Maintenance
Maintenance
Kopia repositories require periodic maintenance to ensure best possible performance and optimal storage usage.
Starting with v0.6.0 the repository maintenance is automatic and will happen occasionally when kopia
command-line client is used. This document describes maintenance functionality in greater detail.
Maintenance Tasks
Kopia uses the following types of maintenance tasks:
-
Quick Maintenance Tasks are primarily responsible for keeping the number of frequently accessed blobs (
q
andn
) low to ensure good performance.Quick Maintenance will never delete any metadata from the repository without ensuring that another copy of the same metadata exists. Quick Maintenance Tasks are enabled by default and will execute approximately every hour.
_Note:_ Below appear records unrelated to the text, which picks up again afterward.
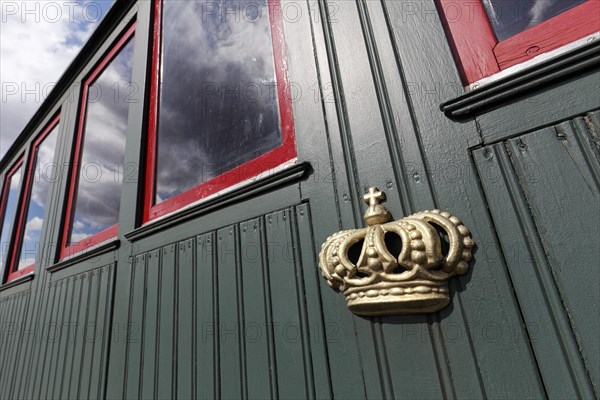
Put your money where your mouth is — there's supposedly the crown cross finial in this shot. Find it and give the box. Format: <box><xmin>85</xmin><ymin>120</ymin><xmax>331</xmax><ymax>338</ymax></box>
<box><xmin>319</xmin><ymin>187</ymin><xmax>475</xmax><ymax>316</ymax></box>
<box><xmin>363</xmin><ymin>187</ymin><xmax>390</xmax><ymax>226</ymax></box>
<box><xmin>363</xmin><ymin>188</ymin><xmax>385</xmax><ymax>207</ymax></box>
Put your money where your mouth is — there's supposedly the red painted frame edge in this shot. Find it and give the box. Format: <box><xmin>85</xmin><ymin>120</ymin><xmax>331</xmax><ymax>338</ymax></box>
<box><xmin>59</xmin><ymin>21</ymin><xmax>137</xmax><ymax>260</ymax></box>
<box><xmin>494</xmin><ymin>0</ymin><xmax>600</xmax><ymax>69</ymax></box>
<box><xmin>437</xmin><ymin>0</ymin><xmax>600</xmax><ymax>84</ymax></box>
<box><xmin>437</xmin><ymin>0</ymin><xmax>500</xmax><ymax>84</ymax></box>
<box><xmin>143</xmin><ymin>0</ymin><xmax>297</xmax><ymax>223</ymax></box>
<box><xmin>6</xmin><ymin>113</ymin><xmax>60</xmax><ymax>282</ymax></box>
<box><xmin>0</xmin><ymin>154</ymin><xmax>25</xmax><ymax>284</ymax></box>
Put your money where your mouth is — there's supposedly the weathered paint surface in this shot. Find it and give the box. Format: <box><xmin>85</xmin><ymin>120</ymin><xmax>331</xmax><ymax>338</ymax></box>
<box><xmin>0</xmin><ymin>0</ymin><xmax>600</xmax><ymax>399</ymax></box>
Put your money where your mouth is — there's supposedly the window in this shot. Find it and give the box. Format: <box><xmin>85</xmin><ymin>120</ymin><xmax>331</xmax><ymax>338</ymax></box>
<box><xmin>439</xmin><ymin>0</ymin><xmax>600</xmax><ymax>84</ymax></box>
<box><xmin>60</xmin><ymin>25</ymin><xmax>135</xmax><ymax>259</ymax></box>
<box><xmin>144</xmin><ymin>0</ymin><xmax>296</xmax><ymax>221</ymax></box>
<box><xmin>0</xmin><ymin>158</ymin><xmax>23</xmax><ymax>281</ymax></box>
<box><xmin>8</xmin><ymin>116</ymin><xmax>59</xmax><ymax>281</ymax></box>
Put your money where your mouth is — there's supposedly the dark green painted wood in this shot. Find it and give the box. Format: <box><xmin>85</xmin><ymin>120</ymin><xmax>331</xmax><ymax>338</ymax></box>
<box><xmin>40</xmin><ymin>282</ymin><xmax>67</xmax><ymax>398</ymax></box>
<box><xmin>474</xmin><ymin>138</ymin><xmax>592</xmax><ymax>398</ymax></box>
<box><xmin>0</xmin><ymin>0</ymin><xmax>600</xmax><ymax>399</ymax></box>
<box><xmin>124</xmin><ymin>254</ymin><xmax>146</xmax><ymax>399</ymax></box>
<box><xmin>195</xmin><ymin>233</ymin><xmax>220</xmax><ymax>399</ymax></box>
<box><xmin>156</xmin><ymin>244</ymin><xmax>176</xmax><ymax>398</ymax></box>
<box><xmin>266</xmin><ymin>210</ymin><xmax>309</xmax><ymax>399</ymax></box>
<box><xmin>88</xmin><ymin>265</ymin><xmax>114</xmax><ymax>399</ymax></box>
<box><xmin>176</xmin><ymin>239</ymin><xmax>196</xmax><ymax>399</ymax></box>
<box><xmin>477</xmin><ymin>68</ymin><xmax>600</xmax><ymax>142</ymax></box>
<box><xmin>140</xmin><ymin>250</ymin><xmax>161</xmax><ymax>399</ymax></box>
<box><xmin>240</xmin><ymin>219</ymin><xmax>276</xmax><ymax>399</ymax></box>
<box><xmin>217</xmin><ymin>226</ymin><xmax>246</xmax><ymax>399</ymax></box>
<box><xmin>295</xmin><ymin>204</ymin><xmax>332</xmax><ymax>399</ymax></box>
<box><xmin>508</xmin><ymin>122</ymin><xmax>600</xmax><ymax>394</ymax></box>
<box><xmin>57</xmin><ymin>277</ymin><xmax>83</xmax><ymax>399</ymax></box>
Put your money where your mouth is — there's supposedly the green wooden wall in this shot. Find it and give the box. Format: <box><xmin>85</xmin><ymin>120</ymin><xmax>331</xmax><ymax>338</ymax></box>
<box><xmin>0</xmin><ymin>0</ymin><xmax>600</xmax><ymax>399</ymax></box>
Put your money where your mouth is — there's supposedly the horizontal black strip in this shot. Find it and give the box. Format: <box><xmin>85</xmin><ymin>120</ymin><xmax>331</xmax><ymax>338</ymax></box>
<box><xmin>125</xmin><ymin>162</ymin><xmax>312</xmax><ymax>242</ymax></box>
<box><xmin>46</xmin><ymin>239</ymin><xmax>121</xmax><ymax>272</ymax></box>
<box><xmin>440</xmin><ymin>41</ymin><xmax>600</xmax><ymax>119</ymax></box>
<box><xmin>0</xmin><ymin>274</ymin><xmax>33</xmax><ymax>292</ymax></box>
<box><xmin>0</xmin><ymin>0</ymin><xmax>136</xmax><ymax>172</ymax></box>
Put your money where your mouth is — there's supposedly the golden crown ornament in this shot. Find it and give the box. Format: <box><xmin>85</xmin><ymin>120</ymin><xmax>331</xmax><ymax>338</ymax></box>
<box><xmin>319</xmin><ymin>188</ymin><xmax>474</xmax><ymax>316</ymax></box>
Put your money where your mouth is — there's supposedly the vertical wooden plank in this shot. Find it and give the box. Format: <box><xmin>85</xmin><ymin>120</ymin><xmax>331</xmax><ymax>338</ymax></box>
<box><xmin>381</xmin><ymin>315</ymin><xmax>445</xmax><ymax>399</ymax></box>
<box><xmin>0</xmin><ymin>296</ymin><xmax>17</xmax><ymax>393</ymax></box>
<box><xmin>56</xmin><ymin>276</ymin><xmax>82</xmax><ymax>399</ymax></box>
<box><xmin>195</xmin><ymin>233</ymin><xmax>220</xmax><ymax>400</ymax></box>
<box><xmin>508</xmin><ymin>129</ymin><xmax>600</xmax><ymax>394</ymax></box>
<box><xmin>266</xmin><ymin>210</ymin><xmax>309</xmax><ymax>399</ymax></box>
<box><xmin>217</xmin><ymin>226</ymin><xmax>245</xmax><ymax>399</ymax></box>
<box><xmin>177</xmin><ymin>239</ymin><xmax>196</xmax><ymax>399</ymax></box>
<box><xmin>140</xmin><ymin>250</ymin><xmax>161</xmax><ymax>399</ymax></box>
<box><xmin>46</xmin><ymin>278</ymin><xmax>73</xmax><ymax>398</ymax></box>
<box><xmin>125</xmin><ymin>254</ymin><xmax>146</xmax><ymax>399</ymax></box>
<box><xmin>67</xmin><ymin>273</ymin><xmax>92</xmax><ymax>399</ymax></box>
<box><xmin>77</xmin><ymin>270</ymin><xmax>100</xmax><ymax>398</ymax></box>
<box><xmin>240</xmin><ymin>219</ymin><xmax>275</xmax><ymax>399</ymax></box>
<box><xmin>88</xmin><ymin>265</ymin><xmax>113</xmax><ymax>399</ymax></box>
<box><xmin>28</xmin><ymin>283</ymin><xmax>57</xmax><ymax>398</ymax></box>
<box><xmin>473</xmin><ymin>143</ymin><xmax>593</xmax><ymax>398</ymax></box>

While the user can disable quick maintenance, it’s not recommended as it will lead to reduced performance.
-
Full Maintenance Tasks are responsible for keeping the repository compact and eliminate deleted files that the user no longer wishes to store.
The most important task is Snapshot GC which marks for deletion all contents that are no longer reachable from any of the active snapshots. Full Maintenance is also responsible for compaction of data pack blobs (
p
) after contents stored in them have been deleted. Full Maintenance Tasks are enabled by default and will execute every 24 hours.
Maintenance Task Ownership
For correctness reasons, Kopia requires that no more than one instance of certain maintenance operations runs at any given time. To achieve that, one repository user@hostname
is designated as the Maintenance Owner. Other repository users will not attempt to run maintenance automatically and the designated user will attempt to do so after holding an exclusive lock.
To see the current maintenance owner use kopia maintenance info
command:
$ kopia maintenance info
Owner: root@myhost
To change the maintenance owner to either current user or another user use kopia maintenance set
command:
$ kopia maintenance set --owner=me
$ kopia maintenance set --owner=another@somehost
Maintenance Task Scheduling
To enable or disable quick or full maintenance:
$ kopia maintenance set --enable-quick true
$ kopia maintenance set --enable-full true
To change the quick or full maintenance interval:
$ kopia maintenance set --quick-interval=2h
$ kopia maintenance set --full-interval=8h
It is also possible to pause quick or full maintenance for some time so that it automatically resumes after specified time elapses. To change the quick or full maintenance for some time use:
$ kopia maintenance set --pause-quick=48h
$ kopia maintenance set --pause-full=268h
Manually Running Maintenance
To run maintenance manually use kopia maintenance run
:
# quick maintenance
$ kopia maintenance run
# full maintenance
$ kopia maintenance run --full
The current user must be the maintenance owner.
Maintenance Safety
Kopia’s maintenance routine follows certain safety rules which rely on passage of time to ensure correctness. This is needed in case other Kopia clients are currently operating on the repository. To guarantee correctness, certain length of time must pass to ensure all caches and transient state are properly synchronized with the repository. Kopia must also account for eventual consistency delays introduced by the blob storage provider.
This means that effects of full maintenance are not immediate - it may take several hours and/or multiple maintenance cycles to remove blobs that are not in use.
Kopia 0.8 adds new flag that can be used to speed up full maintenance if the user can guarantee no kopia snapshots are being created.
WARNING: As the name implies, the
--safety=none
flag disables all safety features, so the user must ensure that no concurrent operations are happening and repository storage is properly in sync before attempting it. Failure to do so can introduce repository corruption.
Example of running full maintenance with safety disabled:
$ kopia maintenance run --full --safety=none
Viewing Maintenance History
To view the history of maintenance operations use kopia maintenance info
, which will display the history of last 5 maintenance runs.